Ora, quando uma entidade pode ser considerada sem fins lucrativos, nos termos da lei? Há diretrizes objetivas quanto a essa definição?
A ausência de finalidade lucrativa, em princípio, se refere ao elemento subjetivo que motivou à constituição da entidade assistencial ou educacional, eis que podem coexistir, em nosso ordenamento, entidades educacionais que almejam o lucro, como se revela nos grandes grupos econômicos que exploram o ensino universitário. Mas o legislador constituinte atribuiu à lei complementar o papel de regular as limitações constitucionais ao poder de tributar (art. 146, II, Constituição Federal).

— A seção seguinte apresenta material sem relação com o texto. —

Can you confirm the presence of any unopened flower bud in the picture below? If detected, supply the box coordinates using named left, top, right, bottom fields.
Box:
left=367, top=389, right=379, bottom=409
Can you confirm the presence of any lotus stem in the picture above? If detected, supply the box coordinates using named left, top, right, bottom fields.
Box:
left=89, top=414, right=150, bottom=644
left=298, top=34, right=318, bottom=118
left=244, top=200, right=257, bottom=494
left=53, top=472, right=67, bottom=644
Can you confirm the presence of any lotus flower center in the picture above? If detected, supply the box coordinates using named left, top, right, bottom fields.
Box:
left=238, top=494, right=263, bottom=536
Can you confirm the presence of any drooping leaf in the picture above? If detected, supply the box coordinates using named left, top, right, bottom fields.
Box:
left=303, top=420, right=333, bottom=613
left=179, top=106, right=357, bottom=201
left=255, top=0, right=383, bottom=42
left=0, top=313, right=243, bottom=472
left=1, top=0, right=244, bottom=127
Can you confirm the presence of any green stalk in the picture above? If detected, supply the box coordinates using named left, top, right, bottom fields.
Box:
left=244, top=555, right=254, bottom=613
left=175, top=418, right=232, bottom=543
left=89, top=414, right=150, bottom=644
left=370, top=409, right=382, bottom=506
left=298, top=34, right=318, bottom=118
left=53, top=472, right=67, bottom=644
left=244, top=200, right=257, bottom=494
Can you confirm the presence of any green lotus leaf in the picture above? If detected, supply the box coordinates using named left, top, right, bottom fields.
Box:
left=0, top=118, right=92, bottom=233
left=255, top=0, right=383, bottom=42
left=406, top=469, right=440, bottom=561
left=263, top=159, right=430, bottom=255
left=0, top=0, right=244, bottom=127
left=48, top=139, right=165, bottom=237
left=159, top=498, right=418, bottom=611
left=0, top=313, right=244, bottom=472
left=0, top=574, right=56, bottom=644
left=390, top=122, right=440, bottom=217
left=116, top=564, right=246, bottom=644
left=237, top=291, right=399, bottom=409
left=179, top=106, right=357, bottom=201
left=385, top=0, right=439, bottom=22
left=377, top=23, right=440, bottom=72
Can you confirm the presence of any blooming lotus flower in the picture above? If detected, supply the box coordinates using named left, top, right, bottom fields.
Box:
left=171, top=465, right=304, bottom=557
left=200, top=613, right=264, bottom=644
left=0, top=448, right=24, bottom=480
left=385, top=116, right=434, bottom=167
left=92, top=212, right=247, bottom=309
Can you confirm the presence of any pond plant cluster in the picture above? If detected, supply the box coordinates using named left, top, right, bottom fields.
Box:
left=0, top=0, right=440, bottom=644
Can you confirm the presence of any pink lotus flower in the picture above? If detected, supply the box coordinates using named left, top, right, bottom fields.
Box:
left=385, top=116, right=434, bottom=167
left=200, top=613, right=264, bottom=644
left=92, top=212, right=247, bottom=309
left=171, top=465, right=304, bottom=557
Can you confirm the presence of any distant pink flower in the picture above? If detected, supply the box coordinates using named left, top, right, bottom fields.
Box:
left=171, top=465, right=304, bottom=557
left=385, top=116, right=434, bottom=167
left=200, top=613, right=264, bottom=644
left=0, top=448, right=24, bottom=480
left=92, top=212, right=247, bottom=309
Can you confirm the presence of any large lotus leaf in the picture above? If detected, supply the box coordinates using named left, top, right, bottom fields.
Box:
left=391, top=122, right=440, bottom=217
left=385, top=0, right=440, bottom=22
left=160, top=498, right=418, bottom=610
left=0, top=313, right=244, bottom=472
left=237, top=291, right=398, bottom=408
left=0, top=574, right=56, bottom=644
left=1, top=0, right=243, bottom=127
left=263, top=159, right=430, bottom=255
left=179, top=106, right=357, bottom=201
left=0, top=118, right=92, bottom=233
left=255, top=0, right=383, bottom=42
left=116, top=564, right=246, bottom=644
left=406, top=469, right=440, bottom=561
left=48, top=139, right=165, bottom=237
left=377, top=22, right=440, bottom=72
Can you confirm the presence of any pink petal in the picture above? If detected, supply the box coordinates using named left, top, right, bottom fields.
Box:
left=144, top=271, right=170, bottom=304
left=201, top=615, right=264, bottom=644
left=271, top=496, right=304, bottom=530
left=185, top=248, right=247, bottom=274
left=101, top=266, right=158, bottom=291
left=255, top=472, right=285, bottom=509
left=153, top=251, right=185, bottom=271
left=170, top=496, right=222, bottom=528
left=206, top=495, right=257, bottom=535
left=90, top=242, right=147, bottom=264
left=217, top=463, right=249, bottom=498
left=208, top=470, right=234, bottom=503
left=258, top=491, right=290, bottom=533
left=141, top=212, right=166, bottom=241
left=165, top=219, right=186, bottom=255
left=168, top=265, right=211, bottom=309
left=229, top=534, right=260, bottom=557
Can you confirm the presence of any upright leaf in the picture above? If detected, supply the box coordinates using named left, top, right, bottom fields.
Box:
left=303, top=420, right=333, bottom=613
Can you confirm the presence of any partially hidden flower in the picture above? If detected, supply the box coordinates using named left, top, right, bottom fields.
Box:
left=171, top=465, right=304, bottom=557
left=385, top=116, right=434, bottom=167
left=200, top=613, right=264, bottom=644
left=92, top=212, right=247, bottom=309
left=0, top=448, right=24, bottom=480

A lei em referência é o Código Tributário Nacional, cujos artigos pertinentes a esse tema são tão radiantes quanto a luz do sol:
Art. 9º É vedado à União, aos Estados, ao Distrito Federal e aos Municípios:
(…);
IV – cobrar imposto sobre:
a) o patrimônio, a renda ou os serviços uns dos outros;
b) templos de qualquer culto;
c) o patrimônio, a renda ou serviços dos partidos políticos, inclusive suas fundações, das entidades sindicais dos trabalhadores, das instituições de educação e de assistência social, sem fins lucrativos, observados os requisitos fixados na Seção II deste Capítulo; (…)
Art. 14. O disposto na alínea c do inciso IV do artigo 9º é subordinado à observância dos seguintes requisitos pelas entidades nele referidas:
I – não distribuírem qualquer parcela de seu patrimônio ou de suas rendas, a qualquer título; (Redação dada pela Lcp nº 104, de 2001)
II – aplicarem integralmente, no País, os seus recursos na manutenção dos seus objetivos institucionais;
III – manterem escrituração de suas receitas e despesas em livros revestidos de formalidades capazes de assegurar sua exatidão.
1º Na falta de cumprimento do disposto neste artigo, ou no § 1º do artigo 9º, a autoridade competente pode suspender a aplicação do benefício.
2º Os serviços a que se refere a alínea c do inciso IV do artigo 9º são exclusivamente, os diretamente relacionados com os objetivos institucionais das entidades de que trata este artigo, previstos nos respectivos estatutos ou atos constitutivos.
Veja-se que não há qualquer outra exigência posta no âmbito do Código, tais como a existência de certificados e outros documentos, para que a entidade possa usufruir da imunidade.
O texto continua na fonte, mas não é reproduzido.